Cansado
Siento a mi entidad dividida. Incapaz de llegar ya a acuerdos conmigo mismo, una parte quiere explotar, la otra desaparecer, otra más intenta luchar por avanzar... no se en cuantas fracciones se ha dividido mi mente pero cada una grita su deseo, no llegando a entenderse sólo me queda sentir el caos de las ideas yendo y viniendo.
Cada vez más cansado de mi locura; pero no es lo único. Estoy cansado del dolor físico, pese a haberme acostumbrado a él, algunas veces vuelve con intensidad para recordarme que ya no podré hacer una vida normal. Cansado de ser uno más en todo lo bueno y no poder resaltar más que en lo negativo. De ser el que pierde para que otro gane, un idealista con pequeños valores incapaces de llenar el vacío de mi interior.
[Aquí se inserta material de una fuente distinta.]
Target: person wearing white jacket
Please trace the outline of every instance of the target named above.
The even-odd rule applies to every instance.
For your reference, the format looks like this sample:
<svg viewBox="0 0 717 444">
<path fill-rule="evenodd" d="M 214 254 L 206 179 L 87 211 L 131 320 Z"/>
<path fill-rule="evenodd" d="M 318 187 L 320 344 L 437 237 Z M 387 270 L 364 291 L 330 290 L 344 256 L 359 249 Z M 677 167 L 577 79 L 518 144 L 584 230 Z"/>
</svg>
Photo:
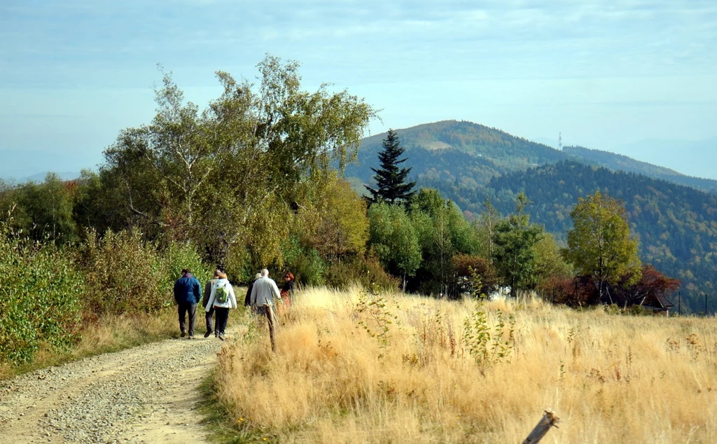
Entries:
<svg viewBox="0 0 717 444">
<path fill-rule="evenodd" d="M 227 300 L 220 302 L 217 297 L 217 289 L 222 288 L 228 293 Z M 214 309 L 215 332 L 217 337 L 222 341 L 224 340 L 224 329 L 227 329 L 227 321 L 229 320 L 229 311 L 230 308 L 237 308 L 237 296 L 234 294 L 234 288 L 227 279 L 227 274 L 219 273 L 219 280 L 212 287 L 212 293 L 209 294 L 209 300 L 206 302 L 204 311 L 209 312 L 212 308 Z"/>
</svg>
Ese profundo pozo de oscuridad que absorbe todo cuanto se me acerca.
Dolido por el despecho sufrido, por cada vez que he intentado reparar el daño provocado y sólo he conseguido agravarlo más. Por las amistades perdidas o desaparecidas, por aquellas que recibieron mis llamadas cuando necesitaba tener un poco de contacto, de desconexión con mi ser, y me las devolvieron demasiado tiempo después.
Al final somos los únicos responsables de nuestro dolor, de la forma de enfrentarnos a él, de si le vencemos o dejamos que nos consuma y nos transforme, de que mate lo que fuimos.
Desearía poder culpar a alguien en concreto de parte de mis males, a un causante de mis desgracias, alguien más además de mí. No puedo; mi maldita lógica me hace entender que todos tenemos nuestras circunstancias, que no puedo culpar a alguien por algo que quizá yo hubiera hecho, por buscar aquello que los aleja del vórtice negro del que yo no pude escapar.
Vivo con mi asesino, como carcelero y mi torturador; lucho contra él todos los días y no paro de perder.
Y sigo cansado de regar sus victorias con mis lágrimas, todos los días, incluso cuando la mayor de mis sonrisas cubre mi desagradable verdad.